プロセスワークには「合意された現実 Consensus Reality(CR)」「ドリームランド Dream Land(DL):合意されにくい現実レベル」「エッセンス Essence(E)」という3つの現実レベルと、「ランク」という考え方があります。
(「3つの現実レベル」の詳細の解説は、こちら)
(本事例においては、CR、DLの視点から見ています)
合意された現実レベル(CR)レベルでは、
●マネージャ:役職ランクが高い ●ベテラン社員:役職ランクが低い
しかし、ドリームランド(DL)=合意しにくい現実レベルでは、
●マネージャ:心理ランクが低い ●ベテラン社員:心理ランクが高い
という状態でした。
心理的ランクとは、内面的な主体性や心の内にあるパワーのことです。
ベテラン社員の心理ランクの高さは、
・長年の現場経験
・マネージャたちよりも長い、この現場での担当実績
でした。
一方、マネージャたちの心理ランクの低さは
・現場問題解決の有能感のなさ
・現場との感情的な関わりが苦手
・現場経験が少ないことによる遠慮
が原因でした。
(「ランク」の詳細の解説は、こちら)
インタビューを通して見えた3人のマネージャたちの「おびえ」は、この心理ランクによるものであり、具体的には下記のような「おびえ」を持っていました。
おびえの正体
1)ベテランの影響力(パワー)や現場の苛立ち
2)蓄積され続け、整理されていない必要以上のタスク(見える化できていない不安)
3)関わることが苦手な3人:交通整理してほしい現場からのプレッシャーに対し、交通整理が苦手なマネージャ3人と感情的な関わりが苦手な加藤課長
※本事例から離れますが、「役職ランクが高い人の強すぎる心理ランク」と「社員の低すぎる心理ランク」という組み合わせになっているチームの場合、マネージャのマイクロマネジメント化と社員の思考停止が起こるケースが見られます。(マネージャーが無自覚であればハラスメント構造につながるでしょう。)
このような役職ランクと心理ランクの逆転現象は、「役割」においても影響が出ていました。
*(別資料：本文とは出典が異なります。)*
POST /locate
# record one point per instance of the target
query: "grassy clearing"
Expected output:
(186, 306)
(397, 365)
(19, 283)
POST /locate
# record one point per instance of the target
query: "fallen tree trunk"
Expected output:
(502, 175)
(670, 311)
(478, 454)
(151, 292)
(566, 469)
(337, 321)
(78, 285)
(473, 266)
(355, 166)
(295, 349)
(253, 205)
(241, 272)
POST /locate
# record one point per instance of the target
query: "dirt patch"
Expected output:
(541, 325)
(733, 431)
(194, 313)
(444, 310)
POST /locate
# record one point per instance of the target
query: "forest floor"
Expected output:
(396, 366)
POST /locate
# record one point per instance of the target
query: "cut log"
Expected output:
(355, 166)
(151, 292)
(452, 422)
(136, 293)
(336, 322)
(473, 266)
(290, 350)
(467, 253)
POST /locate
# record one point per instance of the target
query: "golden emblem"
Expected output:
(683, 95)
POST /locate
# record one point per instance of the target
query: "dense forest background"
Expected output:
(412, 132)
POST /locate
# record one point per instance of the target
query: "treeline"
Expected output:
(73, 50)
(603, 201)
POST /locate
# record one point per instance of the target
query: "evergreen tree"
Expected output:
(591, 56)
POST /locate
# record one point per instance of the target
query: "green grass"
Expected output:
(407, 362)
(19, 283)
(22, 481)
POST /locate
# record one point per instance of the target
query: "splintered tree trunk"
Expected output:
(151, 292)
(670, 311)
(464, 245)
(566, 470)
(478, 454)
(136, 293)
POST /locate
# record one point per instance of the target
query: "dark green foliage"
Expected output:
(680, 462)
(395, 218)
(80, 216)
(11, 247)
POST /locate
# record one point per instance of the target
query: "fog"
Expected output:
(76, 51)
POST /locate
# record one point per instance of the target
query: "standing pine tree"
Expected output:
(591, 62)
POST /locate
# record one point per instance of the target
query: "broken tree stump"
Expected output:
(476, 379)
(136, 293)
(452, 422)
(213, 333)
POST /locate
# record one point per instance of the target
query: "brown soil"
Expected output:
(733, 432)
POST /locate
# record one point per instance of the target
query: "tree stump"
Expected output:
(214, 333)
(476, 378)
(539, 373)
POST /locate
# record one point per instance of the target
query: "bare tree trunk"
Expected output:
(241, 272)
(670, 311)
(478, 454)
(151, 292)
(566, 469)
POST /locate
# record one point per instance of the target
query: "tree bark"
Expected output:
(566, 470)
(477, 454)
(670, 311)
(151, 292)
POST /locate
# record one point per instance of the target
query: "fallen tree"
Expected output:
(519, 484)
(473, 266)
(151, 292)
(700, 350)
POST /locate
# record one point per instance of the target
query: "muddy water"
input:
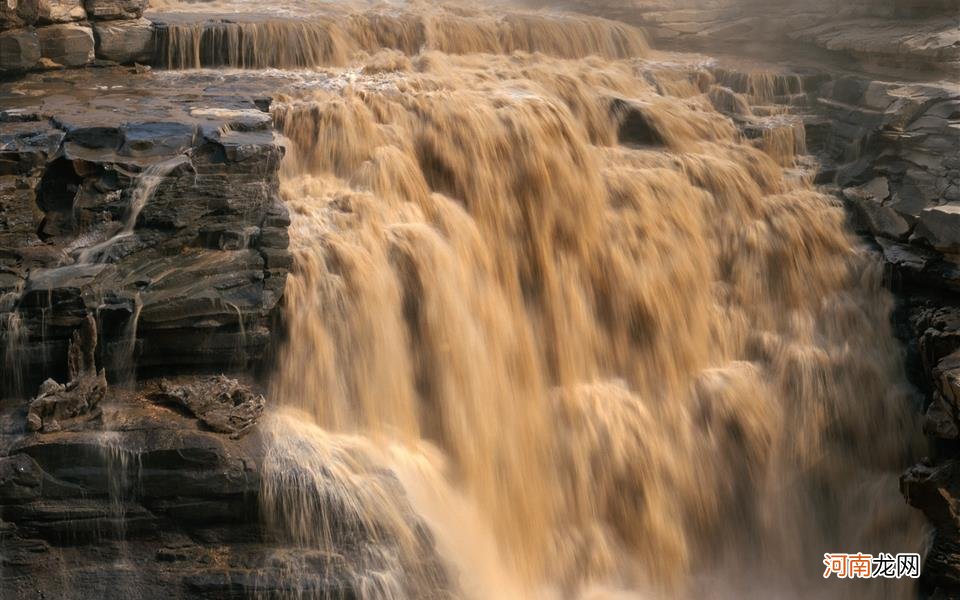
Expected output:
(597, 367)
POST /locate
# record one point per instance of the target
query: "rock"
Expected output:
(939, 227)
(156, 138)
(61, 11)
(125, 41)
(936, 491)
(20, 479)
(68, 45)
(56, 405)
(869, 202)
(635, 127)
(196, 269)
(221, 403)
(19, 50)
(115, 9)
(18, 13)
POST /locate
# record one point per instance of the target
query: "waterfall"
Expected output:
(600, 364)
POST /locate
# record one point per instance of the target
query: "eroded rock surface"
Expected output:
(224, 405)
(58, 405)
(883, 34)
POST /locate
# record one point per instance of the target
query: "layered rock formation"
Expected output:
(911, 34)
(888, 151)
(46, 34)
(157, 216)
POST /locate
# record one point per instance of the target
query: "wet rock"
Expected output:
(69, 45)
(115, 9)
(19, 50)
(935, 489)
(869, 201)
(635, 126)
(18, 13)
(939, 227)
(156, 138)
(62, 405)
(126, 41)
(222, 404)
(20, 479)
(61, 11)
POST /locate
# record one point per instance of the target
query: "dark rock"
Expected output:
(20, 479)
(127, 41)
(18, 13)
(58, 405)
(68, 45)
(61, 11)
(156, 138)
(940, 228)
(115, 9)
(936, 491)
(869, 201)
(635, 126)
(223, 404)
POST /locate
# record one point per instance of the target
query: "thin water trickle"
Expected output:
(638, 369)
(145, 184)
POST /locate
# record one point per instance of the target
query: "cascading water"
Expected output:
(583, 366)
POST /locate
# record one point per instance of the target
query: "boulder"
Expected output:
(18, 13)
(869, 201)
(125, 41)
(60, 405)
(69, 45)
(156, 138)
(19, 50)
(939, 227)
(115, 9)
(61, 11)
(222, 404)
(635, 125)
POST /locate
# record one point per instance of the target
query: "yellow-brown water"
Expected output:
(597, 370)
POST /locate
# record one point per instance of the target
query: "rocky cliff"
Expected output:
(155, 211)
(916, 37)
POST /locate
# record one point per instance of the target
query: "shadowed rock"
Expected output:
(222, 404)
(57, 405)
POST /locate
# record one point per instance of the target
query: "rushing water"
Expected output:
(595, 370)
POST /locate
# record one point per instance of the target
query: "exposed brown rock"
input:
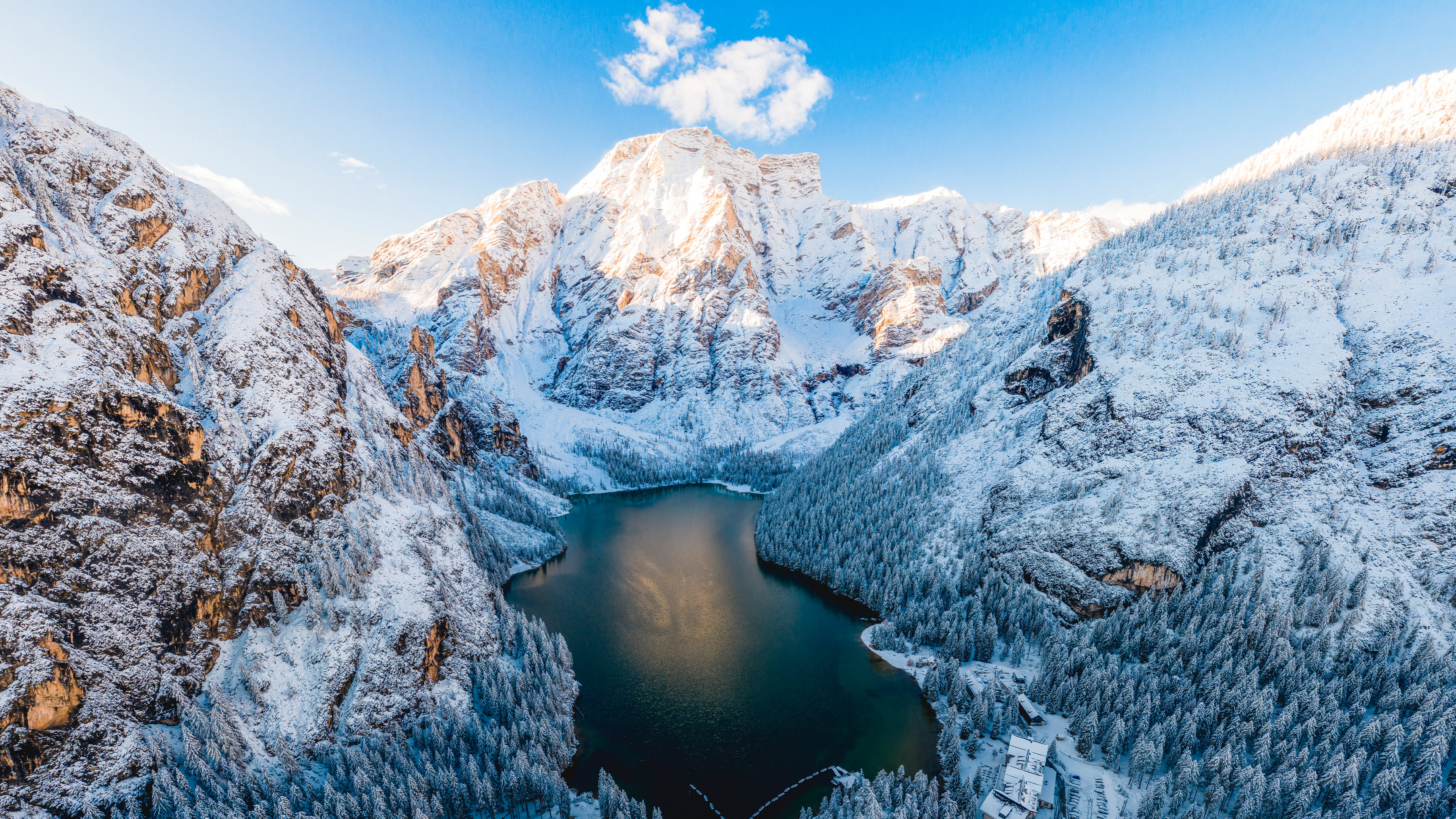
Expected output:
(135, 202)
(436, 652)
(1138, 576)
(146, 232)
(49, 704)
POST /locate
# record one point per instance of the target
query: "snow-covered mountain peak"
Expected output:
(1416, 111)
(940, 193)
(683, 276)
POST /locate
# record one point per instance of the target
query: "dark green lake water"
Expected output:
(702, 665)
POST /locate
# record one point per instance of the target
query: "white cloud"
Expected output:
(351, 165)
(234, 191)
(1125, 215)
(761, 88)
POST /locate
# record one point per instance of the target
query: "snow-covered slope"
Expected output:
(213, 511)
(697, 292)
(1270, 365)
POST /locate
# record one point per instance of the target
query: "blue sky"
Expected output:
(1036, 105)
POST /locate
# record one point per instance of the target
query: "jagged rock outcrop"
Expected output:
(201, 490)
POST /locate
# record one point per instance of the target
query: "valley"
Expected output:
(315, 544)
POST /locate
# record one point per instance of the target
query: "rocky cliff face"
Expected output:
(1267, 366)
(206, 493)
(695, 290)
合意できるCRレベルで会社・組織が与えている「役割」=外的役割は、
●マネージャ:問題解決を含めたチームのマネジメント
●社員:担当ミッション・タスクの遂行
ですが、
合意していないDLレベルで起こっていた「役割」=内的役割は、
●マネージャ:心理ランクの低さから来る「傍観者」「被害者」であり、現場においては「お客様」
●ベテラン社員:「リーダー」。やむを得ず発揮する問題解決へのリーダーシップ
でした。
(参考:「外的役割・内的役割」の解説は、こちら)
このCRレベルとDLレベルの不一致は、
■公式の「リーダー」役割が不在であり、「傍観者」「被害者」に立つマネージャたちへのストレス・苛立ちをベテラン社員に生み出した。そのストレス・苛立ちは心理ランクの低い社員への毒素となった。
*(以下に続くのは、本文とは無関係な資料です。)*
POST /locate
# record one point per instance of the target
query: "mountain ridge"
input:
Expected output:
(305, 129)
■また、ベテラン社員のリーダーシップは、非公式であり、組織の正統なリーダーシップではないために、一部の社員にとっては「ベテラン社員の越権行為」と映り、不平・不満につながった。また、現場スタッフが公式の社員の声に従うと、非公式のリーダーからやり方や理解が違うと怒られる、といったような混乱が現場で多く発生していました。
このような現場の心理的な状況が、不健全化、離職者数の増加につながった、というのが我々の見立てでした。
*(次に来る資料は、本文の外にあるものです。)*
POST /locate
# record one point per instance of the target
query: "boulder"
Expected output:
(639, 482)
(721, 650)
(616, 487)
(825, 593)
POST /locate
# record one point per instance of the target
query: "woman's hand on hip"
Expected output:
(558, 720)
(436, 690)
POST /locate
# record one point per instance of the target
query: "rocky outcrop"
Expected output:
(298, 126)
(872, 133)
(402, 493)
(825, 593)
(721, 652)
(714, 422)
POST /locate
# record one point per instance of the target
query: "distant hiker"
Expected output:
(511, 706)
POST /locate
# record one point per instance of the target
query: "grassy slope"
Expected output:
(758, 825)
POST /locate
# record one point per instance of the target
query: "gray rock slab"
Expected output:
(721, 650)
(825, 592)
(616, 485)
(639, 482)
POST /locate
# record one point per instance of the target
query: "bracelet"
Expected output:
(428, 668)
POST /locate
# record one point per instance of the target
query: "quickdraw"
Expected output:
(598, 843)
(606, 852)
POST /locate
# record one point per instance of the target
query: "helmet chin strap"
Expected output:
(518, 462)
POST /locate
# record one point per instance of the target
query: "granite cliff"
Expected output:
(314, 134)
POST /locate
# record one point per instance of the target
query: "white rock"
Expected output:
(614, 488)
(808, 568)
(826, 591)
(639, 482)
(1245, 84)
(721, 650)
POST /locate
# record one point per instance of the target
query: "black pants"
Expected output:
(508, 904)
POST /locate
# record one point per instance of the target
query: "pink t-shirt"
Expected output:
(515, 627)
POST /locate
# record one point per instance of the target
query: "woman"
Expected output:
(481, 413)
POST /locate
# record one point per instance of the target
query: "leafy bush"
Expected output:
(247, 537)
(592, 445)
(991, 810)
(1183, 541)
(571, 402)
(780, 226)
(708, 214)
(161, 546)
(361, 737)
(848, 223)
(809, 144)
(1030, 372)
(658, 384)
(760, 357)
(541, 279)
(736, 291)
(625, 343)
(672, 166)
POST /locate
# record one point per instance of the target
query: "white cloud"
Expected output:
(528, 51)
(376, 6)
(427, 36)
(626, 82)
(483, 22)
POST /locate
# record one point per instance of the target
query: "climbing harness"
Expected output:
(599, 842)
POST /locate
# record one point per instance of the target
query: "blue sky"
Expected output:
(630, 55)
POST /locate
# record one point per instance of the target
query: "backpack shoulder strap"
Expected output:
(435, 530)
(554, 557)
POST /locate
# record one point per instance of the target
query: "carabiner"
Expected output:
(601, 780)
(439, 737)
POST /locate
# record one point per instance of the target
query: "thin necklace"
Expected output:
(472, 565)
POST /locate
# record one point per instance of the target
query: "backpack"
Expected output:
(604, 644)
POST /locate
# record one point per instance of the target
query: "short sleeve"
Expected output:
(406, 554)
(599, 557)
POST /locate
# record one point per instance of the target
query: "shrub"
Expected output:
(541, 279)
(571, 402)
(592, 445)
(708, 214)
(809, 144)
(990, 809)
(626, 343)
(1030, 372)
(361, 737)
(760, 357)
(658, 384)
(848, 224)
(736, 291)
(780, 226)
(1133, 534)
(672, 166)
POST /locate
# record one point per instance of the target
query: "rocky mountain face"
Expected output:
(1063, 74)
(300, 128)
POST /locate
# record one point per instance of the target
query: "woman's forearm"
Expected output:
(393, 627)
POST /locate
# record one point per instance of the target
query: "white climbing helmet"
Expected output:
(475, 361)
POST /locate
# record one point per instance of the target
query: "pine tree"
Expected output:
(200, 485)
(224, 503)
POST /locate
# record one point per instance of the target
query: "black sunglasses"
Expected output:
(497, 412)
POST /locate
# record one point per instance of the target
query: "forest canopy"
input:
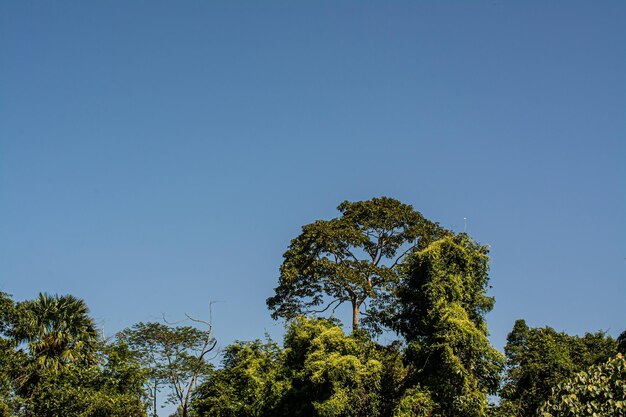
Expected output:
(422, 286)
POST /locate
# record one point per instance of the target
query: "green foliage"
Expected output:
(416, 402)
(440, 312)
(92, 391)
(621, 342)
(57, 329)
(349, 259)
(598, 391)
(174, 356)
(249, 384)
(320, 372)
(538, 359)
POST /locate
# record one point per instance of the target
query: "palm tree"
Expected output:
(57, 330)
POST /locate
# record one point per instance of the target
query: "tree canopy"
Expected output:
(352, 258)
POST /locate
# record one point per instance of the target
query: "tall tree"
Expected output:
(57, 330)
(440, 310)
(597, 391)
(175, 356)
(351, 259)
(538, 359)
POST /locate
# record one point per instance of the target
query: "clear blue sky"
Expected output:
(158, 155)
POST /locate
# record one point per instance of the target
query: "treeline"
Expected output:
(404, 277)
これまで述べてきたプロセスワーク視点での構造をシンプル化したものが下図になります。
このように問題症状を起こしている原因や早期の健全化のためのボトルネックを特定できれば、どのような支援が必要かを考えるステップに入ります。
(このケースで特定したのは、マネージャたちの心理・思考・態度でした)
その際に有効なプロセスワークのフレームは、
●エッジ:変化の妨げになる障壁
●一次プロセス:人や組織が普段慣れ親しんだアイデンティティ
●二次プロセス:人や組織が避けることができない変化の先にある来るべき新しいアイデンティティ
の3つの観点から考えます。
(詳細の解説は、こちら)
マネージャたちの1次プロセス(慣れ親しんだアイデンティティ)
●我々は現場に関わらない。現場の問題は現場でなんとかしてほしい。現場以外の仕事はちゃんとやる。
エッジ(変化の妨げになる障壁)
現場に対する「おびえ」。具体的には現場の様々な立場から伝わる不平不満。
●問題解決できる有能感がない。膨れ上がる問題に向き合いたくない。(実際に問題解決を試みる=>現場が期待する=>解決されるべきだった状況が悪化する、というバッドサイクルの発生)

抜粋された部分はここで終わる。